Protein-engineered gels mimic body's own functions
The U.S. Army Research Laboratory's Army Research Office (ARO) recently awarded a New York University Polytechnic School of Engineering researcher a grant to advance protein-engineered, environmentally responsive hydrogels that could replicate biochemical processes currently found only in nature. These protein hydrogels could become fundamental building blocks of important new biomimetic materials.
Associate Professor Jin Kim Montclare of the Department of Chemical and Biomolecular Engineering received $368,000 over three years to fabricate patterned protein hydrogels for applications in sensing, drug delivery, and wound healing. As an example, these biomimetic materials could mimic the adhesion properties of the human body well enough to heal wounds. Montclare also envisions biomimetic materials that will be able to sense and control the flow of fluids, or even control the delivery of drugs within the bloodstream.
After testing the protein hydrogels, which are made from the Escherichia coli bacterium, they will be patterned onto various solid substrates to mimic biological functions. An example of this would be the patterning on a gecko's finger that allows it to adhere to surfaces. A similarly designed protein hydrogel could yield a similar stickiness. Using different patterning, protein hydrogels can adopt various other capabilities seen in nature.

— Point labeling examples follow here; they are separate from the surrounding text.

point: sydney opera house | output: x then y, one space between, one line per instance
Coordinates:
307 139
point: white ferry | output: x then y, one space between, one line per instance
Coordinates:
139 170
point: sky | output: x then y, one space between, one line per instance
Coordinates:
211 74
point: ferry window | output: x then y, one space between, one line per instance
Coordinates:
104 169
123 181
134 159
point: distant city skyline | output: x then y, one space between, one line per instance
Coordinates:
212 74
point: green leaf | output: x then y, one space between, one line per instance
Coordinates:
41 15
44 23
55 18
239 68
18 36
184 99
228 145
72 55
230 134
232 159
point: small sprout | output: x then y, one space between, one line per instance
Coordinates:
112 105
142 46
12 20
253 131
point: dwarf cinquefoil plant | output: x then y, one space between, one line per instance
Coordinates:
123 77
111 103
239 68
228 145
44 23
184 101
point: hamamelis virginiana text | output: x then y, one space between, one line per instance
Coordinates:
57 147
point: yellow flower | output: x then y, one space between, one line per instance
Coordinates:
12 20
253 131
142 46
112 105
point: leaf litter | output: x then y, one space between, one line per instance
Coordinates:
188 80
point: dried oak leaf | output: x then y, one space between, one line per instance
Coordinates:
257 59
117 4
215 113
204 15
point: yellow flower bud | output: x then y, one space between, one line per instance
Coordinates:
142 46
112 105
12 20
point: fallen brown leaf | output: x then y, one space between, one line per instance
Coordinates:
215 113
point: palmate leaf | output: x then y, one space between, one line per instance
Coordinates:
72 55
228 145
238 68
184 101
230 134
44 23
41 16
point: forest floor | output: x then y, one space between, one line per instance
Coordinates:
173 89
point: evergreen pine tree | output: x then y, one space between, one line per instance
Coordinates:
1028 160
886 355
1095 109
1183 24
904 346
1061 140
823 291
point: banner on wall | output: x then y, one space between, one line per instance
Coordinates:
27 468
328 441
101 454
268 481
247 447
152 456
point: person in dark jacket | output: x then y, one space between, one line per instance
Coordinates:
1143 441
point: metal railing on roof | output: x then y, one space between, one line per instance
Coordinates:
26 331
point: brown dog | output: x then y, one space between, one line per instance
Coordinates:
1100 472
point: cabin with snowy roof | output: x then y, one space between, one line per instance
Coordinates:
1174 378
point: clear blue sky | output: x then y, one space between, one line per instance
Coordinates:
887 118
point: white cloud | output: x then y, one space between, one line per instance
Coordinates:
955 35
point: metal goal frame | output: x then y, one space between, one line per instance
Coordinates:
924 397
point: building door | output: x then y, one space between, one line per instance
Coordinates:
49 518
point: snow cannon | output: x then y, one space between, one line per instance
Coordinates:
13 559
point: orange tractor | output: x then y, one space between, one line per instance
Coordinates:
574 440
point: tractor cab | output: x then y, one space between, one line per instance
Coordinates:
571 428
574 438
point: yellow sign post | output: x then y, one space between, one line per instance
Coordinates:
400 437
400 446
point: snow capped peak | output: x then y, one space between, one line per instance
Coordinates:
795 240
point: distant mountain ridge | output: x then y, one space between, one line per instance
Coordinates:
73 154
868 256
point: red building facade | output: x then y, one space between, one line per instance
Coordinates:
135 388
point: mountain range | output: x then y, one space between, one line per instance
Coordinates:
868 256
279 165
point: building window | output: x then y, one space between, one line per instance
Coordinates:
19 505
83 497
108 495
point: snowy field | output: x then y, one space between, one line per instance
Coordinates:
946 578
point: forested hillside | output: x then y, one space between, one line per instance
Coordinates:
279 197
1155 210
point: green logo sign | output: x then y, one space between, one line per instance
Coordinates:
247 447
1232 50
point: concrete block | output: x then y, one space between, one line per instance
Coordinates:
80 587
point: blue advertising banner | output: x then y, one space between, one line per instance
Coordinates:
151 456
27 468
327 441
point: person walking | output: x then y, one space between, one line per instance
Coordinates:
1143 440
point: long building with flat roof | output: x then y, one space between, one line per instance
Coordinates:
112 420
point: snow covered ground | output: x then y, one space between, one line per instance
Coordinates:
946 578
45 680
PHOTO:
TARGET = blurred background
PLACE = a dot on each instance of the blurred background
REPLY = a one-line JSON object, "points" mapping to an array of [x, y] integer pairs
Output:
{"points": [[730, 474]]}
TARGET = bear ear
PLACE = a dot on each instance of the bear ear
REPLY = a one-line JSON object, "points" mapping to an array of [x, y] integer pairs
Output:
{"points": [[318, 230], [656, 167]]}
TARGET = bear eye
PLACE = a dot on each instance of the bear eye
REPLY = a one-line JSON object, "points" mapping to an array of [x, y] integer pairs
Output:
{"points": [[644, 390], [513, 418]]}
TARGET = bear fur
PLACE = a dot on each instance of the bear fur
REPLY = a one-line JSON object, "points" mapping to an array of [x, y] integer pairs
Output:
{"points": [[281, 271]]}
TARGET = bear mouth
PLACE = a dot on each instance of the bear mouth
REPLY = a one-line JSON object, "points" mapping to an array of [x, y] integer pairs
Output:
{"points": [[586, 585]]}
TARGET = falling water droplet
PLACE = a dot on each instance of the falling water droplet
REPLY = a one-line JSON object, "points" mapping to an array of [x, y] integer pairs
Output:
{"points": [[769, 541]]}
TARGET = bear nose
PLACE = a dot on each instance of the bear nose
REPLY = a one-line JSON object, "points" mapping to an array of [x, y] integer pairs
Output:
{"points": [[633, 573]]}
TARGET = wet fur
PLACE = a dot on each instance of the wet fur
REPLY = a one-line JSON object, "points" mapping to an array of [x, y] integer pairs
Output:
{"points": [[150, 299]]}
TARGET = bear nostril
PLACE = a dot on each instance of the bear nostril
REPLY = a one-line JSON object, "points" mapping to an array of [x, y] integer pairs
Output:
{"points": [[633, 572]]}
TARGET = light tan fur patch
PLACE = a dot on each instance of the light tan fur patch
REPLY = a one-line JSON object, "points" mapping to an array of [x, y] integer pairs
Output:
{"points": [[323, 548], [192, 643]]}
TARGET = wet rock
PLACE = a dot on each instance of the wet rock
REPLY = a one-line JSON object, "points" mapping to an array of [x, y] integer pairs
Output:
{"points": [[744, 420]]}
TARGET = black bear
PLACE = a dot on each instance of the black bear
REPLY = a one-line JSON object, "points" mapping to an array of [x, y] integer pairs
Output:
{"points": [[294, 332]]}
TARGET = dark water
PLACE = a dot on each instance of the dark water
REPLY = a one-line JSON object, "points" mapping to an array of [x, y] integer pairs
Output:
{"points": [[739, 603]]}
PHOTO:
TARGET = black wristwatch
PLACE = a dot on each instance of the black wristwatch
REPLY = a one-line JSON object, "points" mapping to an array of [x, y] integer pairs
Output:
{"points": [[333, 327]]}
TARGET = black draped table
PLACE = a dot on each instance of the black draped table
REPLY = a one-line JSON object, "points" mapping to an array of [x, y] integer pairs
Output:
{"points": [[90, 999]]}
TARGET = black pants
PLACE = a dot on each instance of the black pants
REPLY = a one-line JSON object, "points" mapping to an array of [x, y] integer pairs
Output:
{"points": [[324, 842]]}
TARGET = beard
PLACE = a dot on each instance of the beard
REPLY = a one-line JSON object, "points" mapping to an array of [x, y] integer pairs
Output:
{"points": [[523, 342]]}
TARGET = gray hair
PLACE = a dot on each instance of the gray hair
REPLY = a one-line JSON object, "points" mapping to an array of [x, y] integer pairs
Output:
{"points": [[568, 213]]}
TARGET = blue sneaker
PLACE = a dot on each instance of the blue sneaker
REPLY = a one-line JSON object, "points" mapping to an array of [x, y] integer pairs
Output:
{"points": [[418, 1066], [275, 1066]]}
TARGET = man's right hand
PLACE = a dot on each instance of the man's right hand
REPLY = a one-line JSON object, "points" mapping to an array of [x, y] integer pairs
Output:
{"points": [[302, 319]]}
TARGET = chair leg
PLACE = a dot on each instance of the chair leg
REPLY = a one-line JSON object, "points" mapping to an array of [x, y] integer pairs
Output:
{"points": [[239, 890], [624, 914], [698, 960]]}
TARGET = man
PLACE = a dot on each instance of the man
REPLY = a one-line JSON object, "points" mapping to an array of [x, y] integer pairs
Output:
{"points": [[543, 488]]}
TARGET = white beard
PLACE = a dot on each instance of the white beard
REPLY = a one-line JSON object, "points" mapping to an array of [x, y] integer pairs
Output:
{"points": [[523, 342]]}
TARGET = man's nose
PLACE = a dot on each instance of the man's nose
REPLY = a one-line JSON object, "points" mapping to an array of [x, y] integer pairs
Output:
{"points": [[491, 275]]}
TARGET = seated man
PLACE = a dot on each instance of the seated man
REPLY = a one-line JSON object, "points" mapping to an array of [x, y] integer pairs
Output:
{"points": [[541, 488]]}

Montclare's research differs from previous scientists' work in that it uses biologically engineered proteins instead of synthetic polymers or materials. The advantage, she explains, is that the new materials can be controlled by external stimuli such as temperature or salt.
With soldier protection and performance a priority, the U.S. Department of Defense has invested heavily in synthetic biology—the ability to make things using biology. Since 2005, Montclare and her research group have been at the forefront of protein engineering and molecular design.